I’ve been pinged a few times over the years with people saying that the new protected network feature does not work for them. This setting is set per vNIC of the virtual machine.
The issue lies in how & what people test, bar any number of other reasons why a live migration might not start or complete. What people tend to do is disable a NIC to which the vSwitch is connected. But a Protected Network is about media sense loss detection of network disconnects and this requires the NIC to be actually there and enabled. Remember, we’re talking about the NIC on the host connected to the virtual switch. A physical link failure here, meaning that the virtual switch the protected virtual network adapter no longer has network connectivity, will lead to all the VMs with the protected network enabled do be live migrated to another node in the cluster that still has a connected virtual switch for the same network. The latter is to avoid senseless virtual machine migrations to other nodes that might also have lost connectivity due to a failed physical switch.
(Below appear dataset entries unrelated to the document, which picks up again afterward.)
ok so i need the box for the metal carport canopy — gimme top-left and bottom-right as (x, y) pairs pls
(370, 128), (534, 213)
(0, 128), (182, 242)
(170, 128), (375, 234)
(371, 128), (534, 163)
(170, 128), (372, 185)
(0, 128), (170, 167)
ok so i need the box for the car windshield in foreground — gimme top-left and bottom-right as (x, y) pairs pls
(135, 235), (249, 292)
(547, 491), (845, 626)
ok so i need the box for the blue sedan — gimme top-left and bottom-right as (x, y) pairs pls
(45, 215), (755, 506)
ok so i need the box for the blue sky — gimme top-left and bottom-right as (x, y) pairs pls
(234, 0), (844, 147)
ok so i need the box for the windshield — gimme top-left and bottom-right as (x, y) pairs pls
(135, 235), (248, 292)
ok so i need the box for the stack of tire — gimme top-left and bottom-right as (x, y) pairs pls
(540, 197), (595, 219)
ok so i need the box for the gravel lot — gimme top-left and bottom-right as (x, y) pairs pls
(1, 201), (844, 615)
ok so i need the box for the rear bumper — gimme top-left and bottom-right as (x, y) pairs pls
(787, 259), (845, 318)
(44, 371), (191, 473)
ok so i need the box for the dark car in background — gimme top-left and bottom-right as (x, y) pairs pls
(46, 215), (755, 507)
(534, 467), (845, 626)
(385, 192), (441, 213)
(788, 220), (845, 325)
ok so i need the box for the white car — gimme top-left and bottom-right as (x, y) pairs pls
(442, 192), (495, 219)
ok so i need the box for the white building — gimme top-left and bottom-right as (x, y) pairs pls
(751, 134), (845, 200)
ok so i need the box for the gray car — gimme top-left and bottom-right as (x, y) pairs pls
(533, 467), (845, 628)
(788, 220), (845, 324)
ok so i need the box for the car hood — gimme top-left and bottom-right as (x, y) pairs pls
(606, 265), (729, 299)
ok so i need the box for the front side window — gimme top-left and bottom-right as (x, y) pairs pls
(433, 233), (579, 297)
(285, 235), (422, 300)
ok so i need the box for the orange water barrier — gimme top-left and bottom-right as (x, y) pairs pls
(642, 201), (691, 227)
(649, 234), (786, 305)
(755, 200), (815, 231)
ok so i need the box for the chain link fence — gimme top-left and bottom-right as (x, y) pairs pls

So the point is that testing by disabling the NIC in the OS will not do. You need to unplug the cables to the virtual switch or disable the port on the switch or even shutdown the switch (a bit drastic).
Do note that it can take a little time for the live migration to kick in, it varies a bit, but it beats having to wait for the issue to be resolved. You’ll see event id 1255 logged when the VMs lose network connectivity:
In this day and age with NIC teaming to redundant switches & the fact that you might be using converged networking these tests aren’t as simple as you might think. Also don’t pull out all if the cables used for clustering if you want the cluster to be able to help you out here with a live migration. Because when the other cluster nodes can’t talk to the node your testing in any way it will be kicked out of the cluster, the VMs will go down, be moved to another node and started. This might seem obvious but if you a are using a teamed 10Gbps solution in a converged setup this might cause exactly that.
Another thing to note is that if you have a virtual switch with a dedicated backup network exposed to hosts & VMs that can tolerate down time you might want to disable protected networks on that vNIC as you don’t want to live migrate the VMs of when that network has an issue. It all depends on your needs & tastes.
Last but not least please behave, and don’t do anything silly in production when testing this. Be careful in your testing.